Die Türkei ist nicht Erdoğan und Erdoğan ist nicht die Türkei. Aber die EU-Spitze hat in der Türkei Erdoğan als alleinigen Ansprechpartner gefunden und ihm daher Legitimität und Rückenwind für all seine Praktiken gegen KurdInnen, gegen die HDP und die demokratische Opposition verschaffen. Die EU-Spitze toleriert alle Verstöße gegen die Rechte der Menschen und bestärkt die systematische Repression und Kriminalisierung zu Lasten der Menschen in der Türkei. Die europäische Öffentlichkeit und Politik muss sich mit dieser unakzeptablen Politik der EU-Spitze auseinandersetzen und diese kritisch hinterfragen. Würde es in einem anderen Land so viele Unterdrückung, Inhaftierung und systematische Kriminalisierung geben, wäre ein solcher Besuch mit der dafür verantwortlichen Staatsführung Anlass für einen Aufschrei. Dieser Aufschrei bleibt bis auf wenige, demokratisch denkende Menschen aus. Antworten darauf, warum dieser Aufschrei ausbleibt haben wir nicht. Dazu sollten die BürgerInnen der EU und alle demokratischen Parteien Stellung beziehen.

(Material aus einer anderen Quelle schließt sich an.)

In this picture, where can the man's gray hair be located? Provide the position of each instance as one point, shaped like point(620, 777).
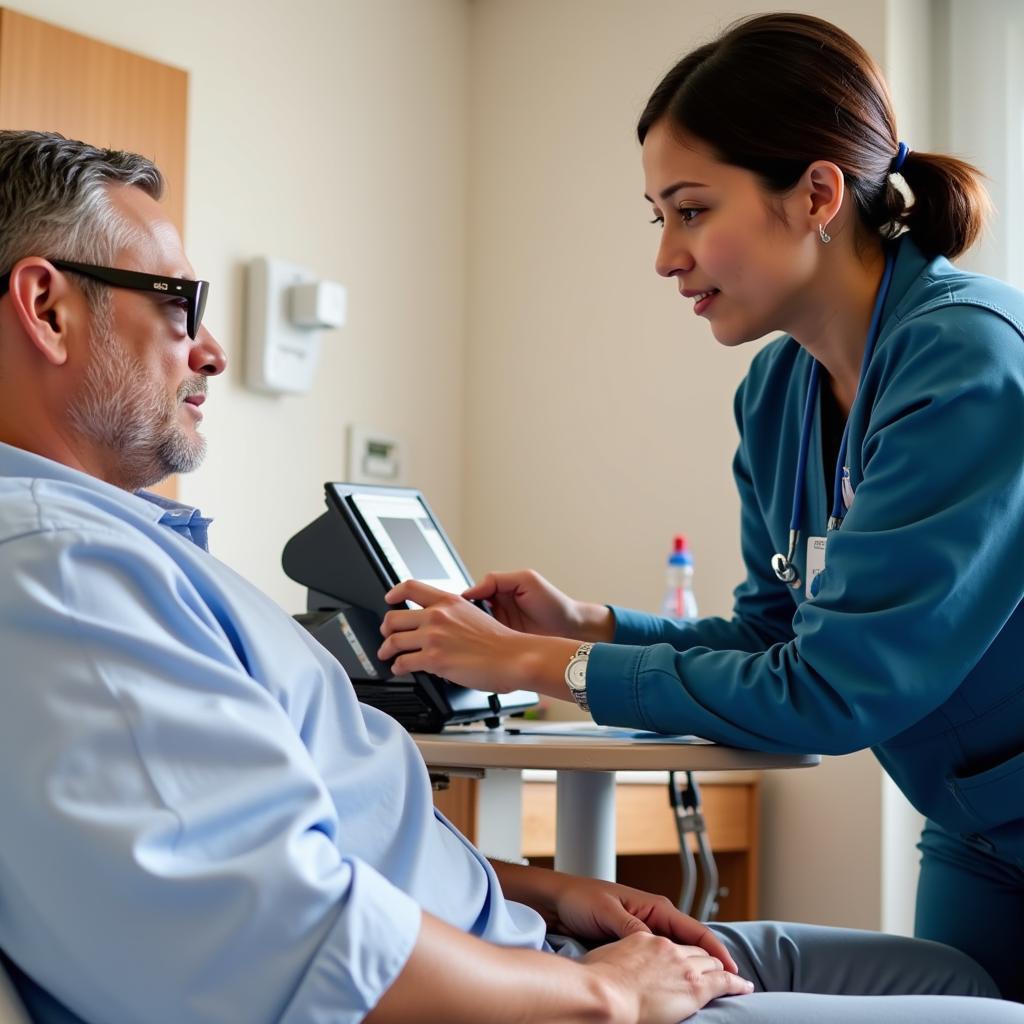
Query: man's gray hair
point(54, 200)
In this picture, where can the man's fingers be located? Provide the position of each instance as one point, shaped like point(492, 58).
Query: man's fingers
point(725, 983)
point(714, 945)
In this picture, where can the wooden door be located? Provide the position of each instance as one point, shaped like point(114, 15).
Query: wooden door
point(55, 80)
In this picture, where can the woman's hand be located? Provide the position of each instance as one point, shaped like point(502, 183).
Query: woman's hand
point(524, 601)
point(456, 640)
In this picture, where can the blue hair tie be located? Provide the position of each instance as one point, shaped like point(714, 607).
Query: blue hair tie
point(899, 159)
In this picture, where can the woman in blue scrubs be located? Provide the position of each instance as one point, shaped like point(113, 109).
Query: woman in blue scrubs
point(881, 471)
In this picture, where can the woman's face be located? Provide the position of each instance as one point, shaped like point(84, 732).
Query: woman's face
point(719, 236)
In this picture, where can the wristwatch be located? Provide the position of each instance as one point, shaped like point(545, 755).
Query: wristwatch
point(576, 675)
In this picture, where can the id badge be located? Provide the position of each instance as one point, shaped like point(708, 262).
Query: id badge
point(815, 563)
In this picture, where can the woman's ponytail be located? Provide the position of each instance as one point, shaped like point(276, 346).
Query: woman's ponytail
point(950, 204)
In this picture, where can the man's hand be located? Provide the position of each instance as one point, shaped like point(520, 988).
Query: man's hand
point(660, 982)
point(590, 908)
point(526, 602)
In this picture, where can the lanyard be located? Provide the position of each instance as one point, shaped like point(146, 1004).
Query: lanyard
point(782, 564)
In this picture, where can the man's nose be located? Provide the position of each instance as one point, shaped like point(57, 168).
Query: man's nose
point(207, 356)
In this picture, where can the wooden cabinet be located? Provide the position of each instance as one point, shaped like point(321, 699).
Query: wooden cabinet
point(55, 80)
point(646, 839)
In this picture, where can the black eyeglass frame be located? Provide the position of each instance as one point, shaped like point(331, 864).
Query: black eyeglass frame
point(194, 292)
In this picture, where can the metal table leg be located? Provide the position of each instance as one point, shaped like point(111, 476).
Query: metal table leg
point(585, 832)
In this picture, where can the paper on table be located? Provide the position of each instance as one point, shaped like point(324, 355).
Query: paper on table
point(591, 730)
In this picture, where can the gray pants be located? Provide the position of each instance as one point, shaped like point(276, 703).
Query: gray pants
point(805, 974)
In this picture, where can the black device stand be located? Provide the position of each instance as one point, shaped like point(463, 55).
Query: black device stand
point(334, 558)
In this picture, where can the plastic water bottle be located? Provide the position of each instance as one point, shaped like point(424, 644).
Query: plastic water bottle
point(679, 600)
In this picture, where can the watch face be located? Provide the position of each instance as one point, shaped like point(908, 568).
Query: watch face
point(577, 673)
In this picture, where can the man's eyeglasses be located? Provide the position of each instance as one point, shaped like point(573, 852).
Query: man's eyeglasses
point(194, 292)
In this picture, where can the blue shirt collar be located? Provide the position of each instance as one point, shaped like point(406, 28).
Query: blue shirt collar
point(182, 519)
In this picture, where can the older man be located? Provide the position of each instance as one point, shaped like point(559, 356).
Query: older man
point(200, 822)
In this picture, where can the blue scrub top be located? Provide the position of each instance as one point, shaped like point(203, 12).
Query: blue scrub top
point(913, 642)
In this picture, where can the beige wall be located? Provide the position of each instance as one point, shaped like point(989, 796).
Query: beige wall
point(564, 409)
point(330, 134)
point(598, 409)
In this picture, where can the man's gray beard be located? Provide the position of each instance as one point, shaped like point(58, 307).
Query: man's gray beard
point(124, 412)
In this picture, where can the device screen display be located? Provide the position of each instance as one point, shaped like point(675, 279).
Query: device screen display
point(409, 541)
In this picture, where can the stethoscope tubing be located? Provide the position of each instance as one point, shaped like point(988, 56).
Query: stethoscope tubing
point(782, 565)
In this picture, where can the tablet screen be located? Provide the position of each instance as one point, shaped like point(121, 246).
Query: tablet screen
point(409, 541)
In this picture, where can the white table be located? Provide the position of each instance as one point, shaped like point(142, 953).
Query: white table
point(586, 759)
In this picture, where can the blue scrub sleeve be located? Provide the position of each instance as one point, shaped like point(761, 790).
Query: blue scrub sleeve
point(183, 856)
point(921, 579)
point(762, 609)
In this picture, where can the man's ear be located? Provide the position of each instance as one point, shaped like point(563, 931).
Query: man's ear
point(46, 306)
point(822, 188)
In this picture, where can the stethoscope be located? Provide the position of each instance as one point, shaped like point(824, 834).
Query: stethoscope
point(781, 564)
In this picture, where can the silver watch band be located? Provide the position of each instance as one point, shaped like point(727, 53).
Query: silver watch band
point(579, 692)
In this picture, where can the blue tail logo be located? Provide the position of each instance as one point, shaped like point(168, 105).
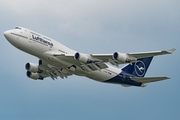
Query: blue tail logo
point(140, 68)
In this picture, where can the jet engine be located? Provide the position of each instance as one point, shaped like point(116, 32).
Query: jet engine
point(81, 57)
point(34, 76)
point(32, 67)
point(122, 57)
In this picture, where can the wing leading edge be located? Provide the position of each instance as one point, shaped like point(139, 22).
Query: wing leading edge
point(149, 79)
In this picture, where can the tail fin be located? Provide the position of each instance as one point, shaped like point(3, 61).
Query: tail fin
point(138, 68)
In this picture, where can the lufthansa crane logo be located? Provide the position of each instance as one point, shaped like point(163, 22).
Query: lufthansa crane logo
point(140, 68)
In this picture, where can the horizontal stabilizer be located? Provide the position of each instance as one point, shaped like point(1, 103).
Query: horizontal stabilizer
point(149, 79)
point(149, 54)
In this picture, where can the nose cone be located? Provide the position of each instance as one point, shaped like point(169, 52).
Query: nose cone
point(7, 34)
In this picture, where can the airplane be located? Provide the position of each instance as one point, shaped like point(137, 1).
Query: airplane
point(57, 60)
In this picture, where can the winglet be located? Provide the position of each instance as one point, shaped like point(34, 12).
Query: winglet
point(171, 51)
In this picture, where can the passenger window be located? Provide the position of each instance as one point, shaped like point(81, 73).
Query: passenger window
point(17, 28)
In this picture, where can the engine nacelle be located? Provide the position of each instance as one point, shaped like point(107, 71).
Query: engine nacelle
point(34, 76)
point(120, 57)
point(81, 57)
point(32, 67)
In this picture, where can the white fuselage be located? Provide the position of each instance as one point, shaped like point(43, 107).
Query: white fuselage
point(38, 45)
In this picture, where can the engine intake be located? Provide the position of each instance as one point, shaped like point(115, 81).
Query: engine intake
point(32, 67)
point(120, 57)
point(81, 57)
point(34, 76)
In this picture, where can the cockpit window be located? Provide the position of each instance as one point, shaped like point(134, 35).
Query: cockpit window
point(17, 28)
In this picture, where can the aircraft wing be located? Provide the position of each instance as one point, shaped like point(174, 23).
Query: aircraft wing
point(122, 58)
point(114, 59)
point(149, 79)
point(49, 69)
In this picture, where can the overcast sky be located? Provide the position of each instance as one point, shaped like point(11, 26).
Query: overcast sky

Wenn Sie einen Ausblick auf die künftige politische Lage der Türkei und Ihrer Partei wagen, wie sehe diese aus und wie wird sich die HDP positionieren?

Ich habe bereits versucht zu schildern, wie die Demokratie in der Türkei durch die Politik Erdoğans und durch die Toleranz der EU für diese Politik gefährdet wird. Es gibt sehr große demokratische Defizite, die ein Machtvakuum entstehen lassen, welches sich wiederum durch Diktatur und Faschismus allmählich anfüllt. Ein Verbot der HDP ist daher ein offen erklärtes Ziel, dieser faschistoiden Regierung. Doch die HDP ist keineswegs eine Partei, die sich mit einem Verbot ausschalten lässt. Es ist nicht die Parteiführung, die die HDP ausmacht, sondern es sind die über sechs Millionen WählerInnen, welche hinter der HDP stehen und ihr Ausdruck verleiht. Die WählerInnen der HDP messen die politische Arbeit nicht an den Richtlinien der AKP, sondern an den Maßstäben der Freiheit, der Demokratie und den Forderungen der Menschen nach Frieden in der Türkei und Kurdistan.

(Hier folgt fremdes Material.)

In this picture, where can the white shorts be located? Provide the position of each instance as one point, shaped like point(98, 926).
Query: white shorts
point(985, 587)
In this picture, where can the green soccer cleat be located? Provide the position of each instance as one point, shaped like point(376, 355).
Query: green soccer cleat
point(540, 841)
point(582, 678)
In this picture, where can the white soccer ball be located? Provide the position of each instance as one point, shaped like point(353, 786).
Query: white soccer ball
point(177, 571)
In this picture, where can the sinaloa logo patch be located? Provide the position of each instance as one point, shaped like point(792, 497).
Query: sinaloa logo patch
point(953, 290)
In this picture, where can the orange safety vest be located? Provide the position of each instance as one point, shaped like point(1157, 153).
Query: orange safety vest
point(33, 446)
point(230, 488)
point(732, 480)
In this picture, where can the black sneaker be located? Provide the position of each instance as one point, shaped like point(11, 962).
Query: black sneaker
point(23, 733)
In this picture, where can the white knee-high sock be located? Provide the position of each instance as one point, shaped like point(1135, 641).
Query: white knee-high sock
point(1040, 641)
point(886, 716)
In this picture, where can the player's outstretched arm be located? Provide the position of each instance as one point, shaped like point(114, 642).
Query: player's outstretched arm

Die HDP versteht sich als eine demokratische, ökologische und auf der Freiheit der Frau basierende Alternative, die trotz Repression und Kriminalisierung immer weiter anwächst. Auch wenn es der AKP gelingen würde, die HDP zu verbieten, so werden die Forderung und der Wunsch nach Freiheit und Demokratie stets lebendig bleiben und stärker hervorgehen. Hanna Arendt sagte einst: „Der Sinn der Politik ist die Freiheit“. So werden die Menschen, die nach Freiheit streben, ihrem Lebenssinn nachgehen. Sei es mit oder ohne HDP – die Idee wird weiterwachsen.

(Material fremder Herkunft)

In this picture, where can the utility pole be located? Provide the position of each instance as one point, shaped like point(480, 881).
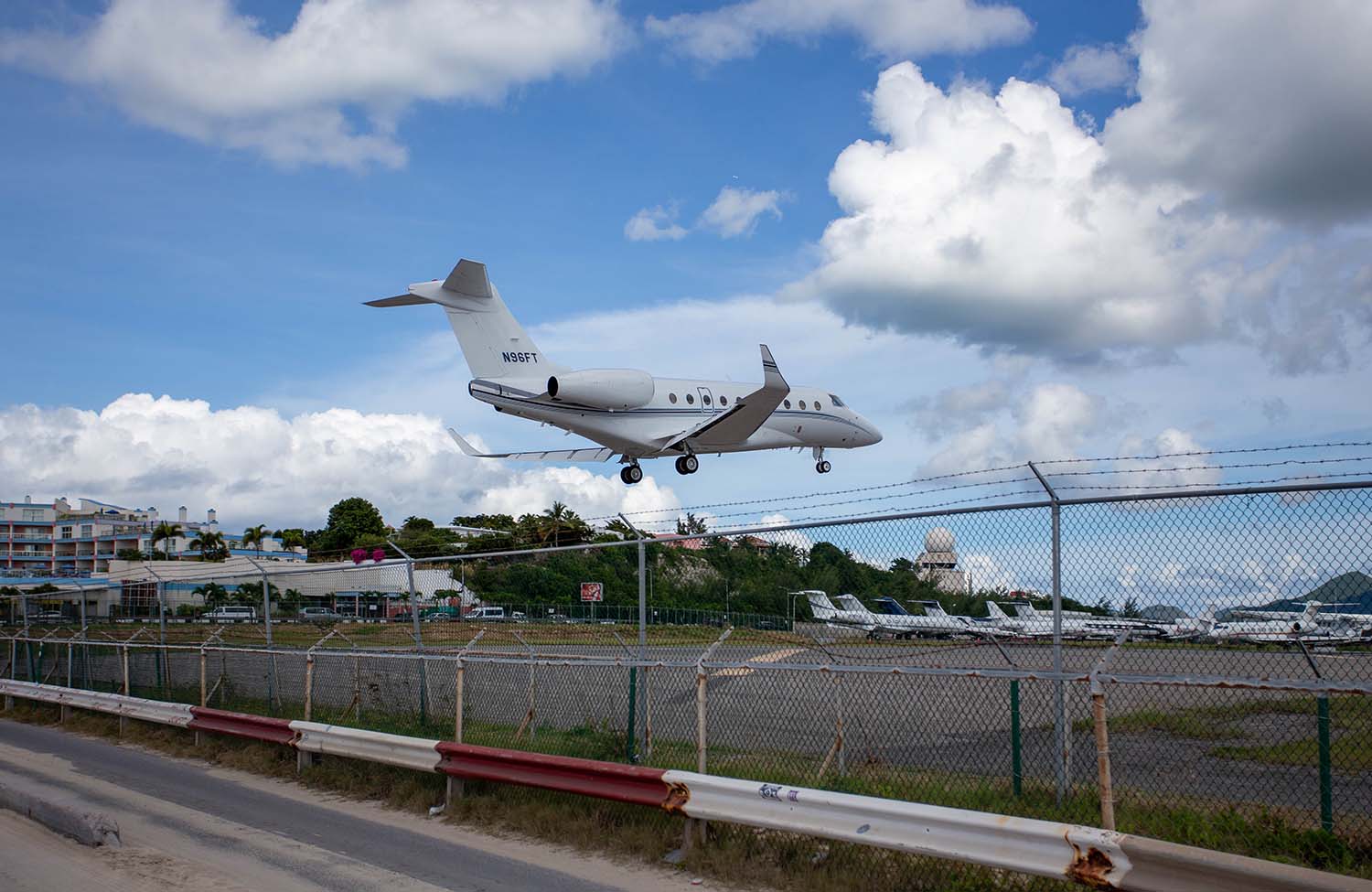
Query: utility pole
point(1059, 719)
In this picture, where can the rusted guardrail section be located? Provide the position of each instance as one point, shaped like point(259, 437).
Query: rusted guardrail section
point(1092, 856)
point(584, 777)
point(241, 725)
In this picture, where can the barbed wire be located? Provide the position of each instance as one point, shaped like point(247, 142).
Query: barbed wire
point(1210, 485)
point(1174, 469)
point(1207, 452)
point(792, 499)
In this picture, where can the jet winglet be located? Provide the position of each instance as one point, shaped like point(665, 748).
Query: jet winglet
point(592, 453)
point(461, 444)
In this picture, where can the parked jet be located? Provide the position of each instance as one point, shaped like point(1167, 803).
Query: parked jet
point(1276, 630)
point(936, 622)
point(825, 612)
point(627, 412)
point(1032, 623)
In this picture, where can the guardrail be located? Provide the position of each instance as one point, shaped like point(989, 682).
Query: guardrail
point(1092, 856)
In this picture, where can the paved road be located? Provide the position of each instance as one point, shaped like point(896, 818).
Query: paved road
point(188, 826)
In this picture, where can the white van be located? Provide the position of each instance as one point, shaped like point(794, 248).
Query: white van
point(235, 614)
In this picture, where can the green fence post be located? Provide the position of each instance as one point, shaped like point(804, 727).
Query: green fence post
point(1015, 768)
point(1325, 770)
point(633, 708)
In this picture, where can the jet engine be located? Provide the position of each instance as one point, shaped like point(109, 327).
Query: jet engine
point(604, 389)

Die Position der HDP ist in dieser Hinsicht offen und klar. Die Haltung der anderen Oppositionsparteien in der Türkei hingegen fragewürdig. Die Demokratie in der Türkei und anderswo sollte stets offen gestaltet werden und Meinungen, Positionen, Völker, Religionen, Sprachen und Kulturen einschließen und nicht ausschließen. Wenn die anderen Oppositionsparteien in der Türkei sich nicht gegen dieses politisch vorgegebene Verfahren stellen werden, werden sie selbst die nächsten sein, die ausgeschlossen werden. Der Versuch, die HDP zu schließen, ist also ein Angriff auf die gesamte Opposition. Entweder werden sich alle Oppositionsgruppen – ob sie wollen oder nicht – mit der HDP solidarisieren oder Erdoğan und die faschistische MHP werden ihre Macht und Diktatur ausbauen und manifestieren. Mit dieser Verbotspolitik der AKP-MHP-Regierung wird der Hoffnung der Menschen in der Türkei auf Demokratie und Freiheit nachhaltig geschadet. Die HDP und ihre starke Basis werden jedoch so lange Widerstand leisten, bis sich in der Politik ein Gesprächspartner für eine demokratische Türkei anbietet.